Tra gli errori più comuni che commettono gli esordienti, a detta non solo mia ma anche di altri agenti ed editor:

1)   Non avere solide letture alle spalle: come si fa a scrivere bene se non si sono letti i capolavori della letteratura italiana e straniera, contemporanea e non?

2)   Non capire la differenza tra scrivere solo per sé (che spesso sconfina con la logorrea) e scrivere per un pubblico. Se non si fa quel salto di qualità non si diventerà mai un vero scrittore.

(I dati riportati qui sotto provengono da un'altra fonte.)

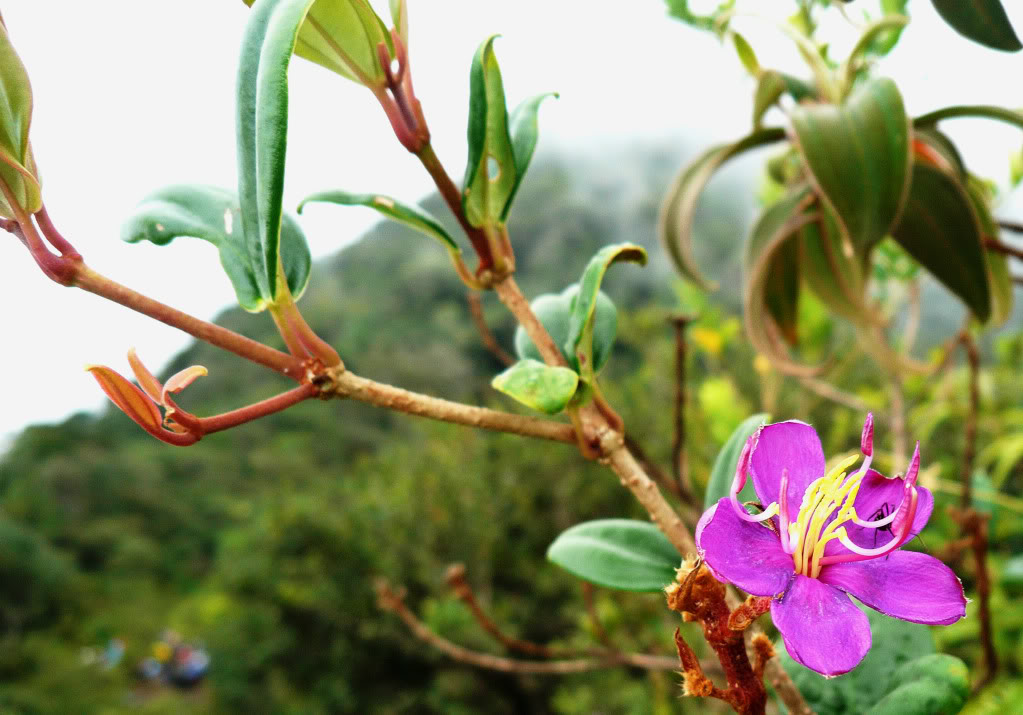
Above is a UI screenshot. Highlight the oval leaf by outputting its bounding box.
[461,35,519,227]
[515,283,618,372]
[0,20,43,219]
[491,360,579,414]
[892,162,991,322]
[565,243,647,381]
[931,0,1023,52]
[121,184,312,313]
[792,79,911,256]
[657,129,785,289]
[236,0,314,303]
[704,412,770,508]
[547,519,681,592]
[501,92,560,223]
[743,188,820,376]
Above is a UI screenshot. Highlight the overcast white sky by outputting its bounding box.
[0,0,1023,437]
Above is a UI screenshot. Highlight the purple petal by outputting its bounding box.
[750,420,825,509]
[697,497,795,596]
[825,470,934,555]
[820,551,966,626]
[770,575,871,677]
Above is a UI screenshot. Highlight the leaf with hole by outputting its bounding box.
[657,129,785,288]
[121,184,312,312]
[491,360,579,414]
[547,519,682,592]
[892,162,991,322]
[704,412,770,508]
[564,243,647,382]
[515,283,618,372]
[792,79,911,256]
[0,20,43,219]
[931,0,1023,52]
[461,35,519,227]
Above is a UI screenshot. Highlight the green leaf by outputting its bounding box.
[490,360,579,414]
[792,79,911,256]
[704,412,770,508]
[774,606,934,715]
[244,0,394,87]
[236,0,314,303]
[658,128,785,288]
[743,188,819,375]
[121,184,312,313]
[731,33,760,77]
[547,519,681,592]
[461,35,519,227]
[515,283,618,372]
[799,206,869,323]
[931,0,1023,52]
[299,190,461,254]
[892,162,991,322]
[0,20,43,219]
[501,92,560,223]
[564,243,647,382]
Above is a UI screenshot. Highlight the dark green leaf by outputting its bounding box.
[501,92,559,223]
[799,205,869,323]
[658,129,785,288]
[236,0,314,303]
[564,243,647,382]
[515,283,618,372]
[121,184,311,312]
[461,35,519,226]
[892,162,991,322]
[547,519,681,592]
[931,0,1023,52]
[491,360,579,414]
[704,412,770,508]
[299,190,460,253]
[774,606,934,715]
[744,188,819,375]
[792,79,911,256]
[0,21,43,219]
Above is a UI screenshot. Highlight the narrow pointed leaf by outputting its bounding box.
[799,206,868,323]
[501,92,559,223]
[931,0,1023,52]
[299,191,460,253]
[236,0,314,303]
[792,79,911,256]
[121,184,312,312]
[704,413,770,508]
[491,360,579,414]
[0,23,42,219]
[744,189,819,375]
[461,35,519,226]
[565,243,647,379]
[547,519,681,592]
[658,129,785,289]
[244,0,392,87]
[892,162,991,322]
[515,283,618,372]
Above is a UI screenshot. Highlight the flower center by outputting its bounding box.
[781,454,866,578]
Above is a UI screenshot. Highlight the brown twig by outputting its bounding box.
[376,580,678,675]
[465,291,515,365]
[668,315,695,504]
[320,368,576,444]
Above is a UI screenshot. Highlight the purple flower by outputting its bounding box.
[697,415,966,676]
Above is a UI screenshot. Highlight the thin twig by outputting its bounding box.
[668,315,695,503]
[329,368,576,444]
[465,291,515,365]
[376,580,678,675]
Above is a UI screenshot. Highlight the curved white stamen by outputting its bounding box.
[819,487,919,566]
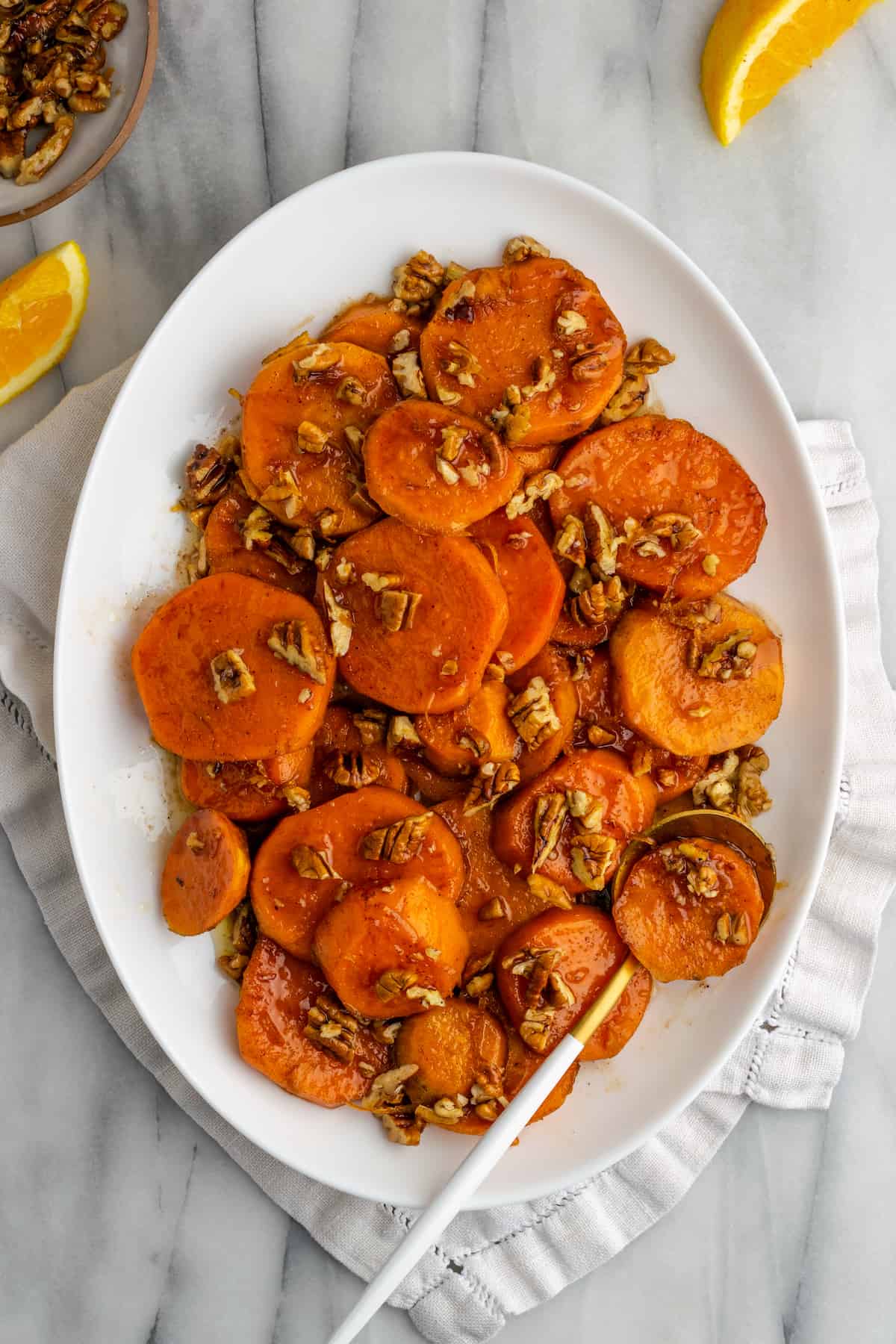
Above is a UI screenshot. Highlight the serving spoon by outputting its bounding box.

3)   Ignorare i pareri critici. Ci sono esordienti che fanno il giro di tutte le agenzie e incassano rifiuti su rifiuti, ma, anziché mettersi in discussione e provare a capire perché il loro testo non funziona, continuano a sottoporlo in visione nella speranza di sentirsi dare un giudizio positivo. Inutile dire che non accadrà mai: se un professionista del settore critica il testo di un esordiente, lo fa nell’interesse dell’autore e ha dei motivi ben fondati che nascono dalla sua competenza professionale. Quindi per fare progressi conviene metabolizzare le critiche e usarle per crescere come scrittori.

  • Se si trovasse di fronte un ragazzo con l’ambizione di aprire un’agenzia letteraria, cosa gli direbbe?

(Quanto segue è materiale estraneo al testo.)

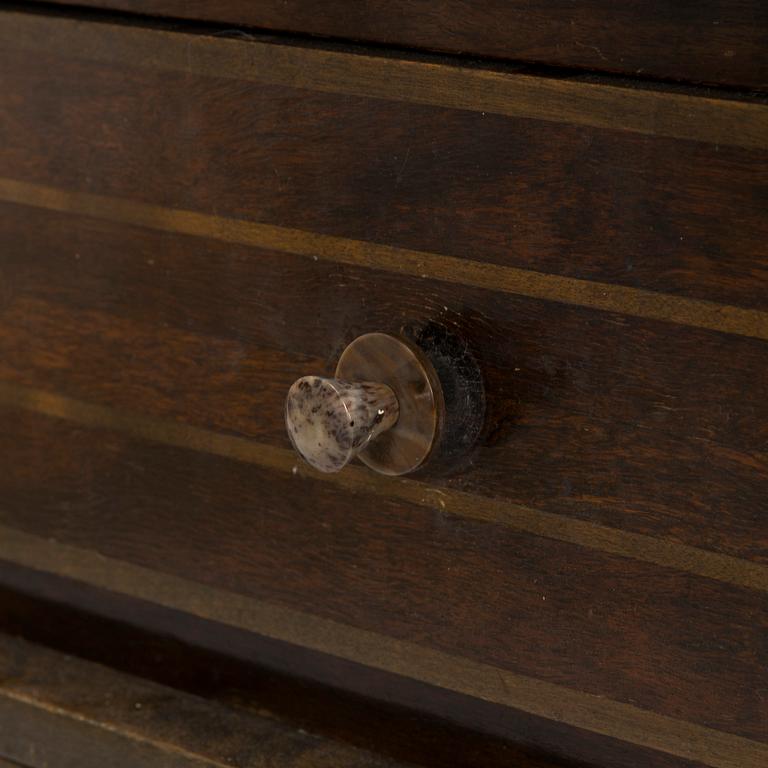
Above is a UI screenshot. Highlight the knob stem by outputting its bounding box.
[285,376,400,472]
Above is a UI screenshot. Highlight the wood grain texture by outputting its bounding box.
[0,207,768,568]
[2,402,766,754]
[0,528,768,768]
[0,560,692,768]
[21,0,768,89]
[0,635,402,768]
[0,15,768,316]
[0,178,768,340]
[0,584,592,768]
[0,7,768,768]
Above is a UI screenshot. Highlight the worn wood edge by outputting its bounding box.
[0,12,768,149]
[0,177,768,340]
[0,634,402,768]
[0,526,768,768]
[0,382,768,592]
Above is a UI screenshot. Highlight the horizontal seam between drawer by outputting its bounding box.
[0,13,768,149]
[0,178,768,340]
[0,382,768,592]
[0,526,768,768]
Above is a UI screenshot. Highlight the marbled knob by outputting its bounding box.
[285,376,400,472]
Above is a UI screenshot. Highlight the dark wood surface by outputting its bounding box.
[0,584,592,768]
[0,6,768,768]
[0,635,414,768]
[21,0,768,89]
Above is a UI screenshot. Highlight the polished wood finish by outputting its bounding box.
[0,635,408,768]
[0,6,768,768]
[24,0,768,89]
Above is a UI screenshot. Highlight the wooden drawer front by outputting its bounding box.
[0,13,768,768]
[22,0,768,89]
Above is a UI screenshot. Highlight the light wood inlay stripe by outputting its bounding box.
[0,382,768,592]
[0,526,768,768]
[0,178,768,340]
[0,13,768,149]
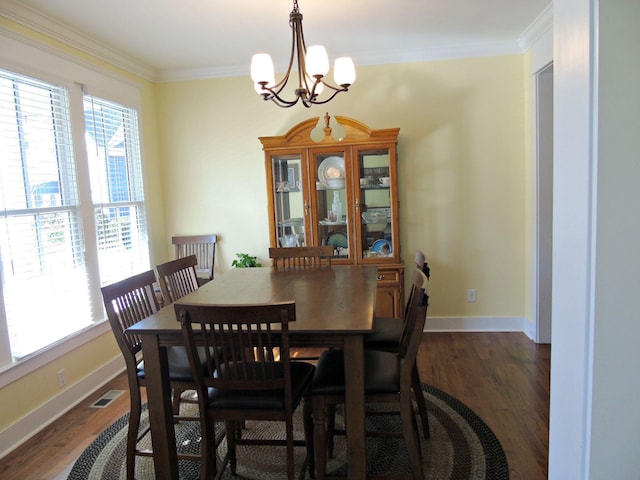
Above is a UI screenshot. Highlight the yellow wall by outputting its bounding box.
[157,55,527,317]
[0,19,530,431]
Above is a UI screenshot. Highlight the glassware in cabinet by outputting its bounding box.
[357,148,397,259]
[311,151,349,258]
[271,155,307,247]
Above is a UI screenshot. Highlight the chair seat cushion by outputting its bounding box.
[137,346,212,382]
[311,349,401,396]
[364,317,403,352]
[208,362,315,410]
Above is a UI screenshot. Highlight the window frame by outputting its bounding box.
[0,34,151,382]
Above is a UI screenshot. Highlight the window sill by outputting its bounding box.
[0,320,111,388]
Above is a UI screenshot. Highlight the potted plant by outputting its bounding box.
[231,253,262,268]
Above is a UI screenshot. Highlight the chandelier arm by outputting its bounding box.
[311,88,348,105]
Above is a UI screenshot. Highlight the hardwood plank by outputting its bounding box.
[0,333,550,480]
[418,332,551,480]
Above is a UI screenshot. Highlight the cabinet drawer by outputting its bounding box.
[378,268,400,285]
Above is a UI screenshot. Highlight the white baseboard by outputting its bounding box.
[0,355,125,459]
[424,316,529,333]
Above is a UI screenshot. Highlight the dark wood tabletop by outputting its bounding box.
[126,266,377,480]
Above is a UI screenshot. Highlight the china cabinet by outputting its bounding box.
[259,114,404,318]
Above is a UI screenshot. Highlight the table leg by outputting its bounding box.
[344,335,367,480]
[142,335,178,480]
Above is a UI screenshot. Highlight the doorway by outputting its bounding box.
[535,63,553,343]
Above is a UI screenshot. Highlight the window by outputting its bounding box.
[0,70,149,363]
[84,95,149,285]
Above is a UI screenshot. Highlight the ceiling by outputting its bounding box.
[0,0,552,81]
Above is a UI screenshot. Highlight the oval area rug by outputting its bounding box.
[68,385,509,480]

Gli direi che deve farsi le ossa e acquisire esperienza. Nessuno apre un’agenzia letteraria da zero, tutti provengono dalle redazioni di case editrici o da lunghe esperienze come dipendenti in agenzie già consolidate. Quindi consiglierei di seguire un corso di studi che prepara a dovere sul mondo dell’editoria (ci sono vari master e corsi di perfezionamento post-universitari molto specializzati, dato che l’università italiana è ancora piuttosto slegata dal mondo dell’editoria vera e propria) e poi cercare di fare esperienza presso un’agenzia letteraria, se possibile internazionale, in modo da prepararsi a 360°. Oppure nell’ufficio diritti di una casa editrice.

  • E, infine, quale azione potrebbe essere veramente concreta per promuovere la lettura, sia da parte dei singoli lettori, sia per quanto riguarda gli “addetti ai lavori”?

Bisogna allevare i ragazzi ad amare i libri sin da piccoli, sia in famiglia che a scuola. In questo ambito in Italia ci sono già vari progetti che meritano di essere sostenuti, tra cui Nati per leggere, La grande fabbrica delle parole e quello a cui partecipo anch’io, Scuola Twain, dove molti scrittori, sceneggiatori, attori e altre figure legate alla narrazione tengono volontariamente lezioni sul piacere di leggere nelle scuole medie e superiori (per ora del Veneto, ma il progetto verrà presto allargato ad altre regioni). Proprio questa settimana andrò a parlare in un liceo linguistico dell’amicizia, l’amore, la musica e la libertà partendo da Sulla strada di Jack Kerouac, cercando così di far toccare con mano ai ragazzi che i temi della loro quotidianità trovano ampio spazio nella letteratura.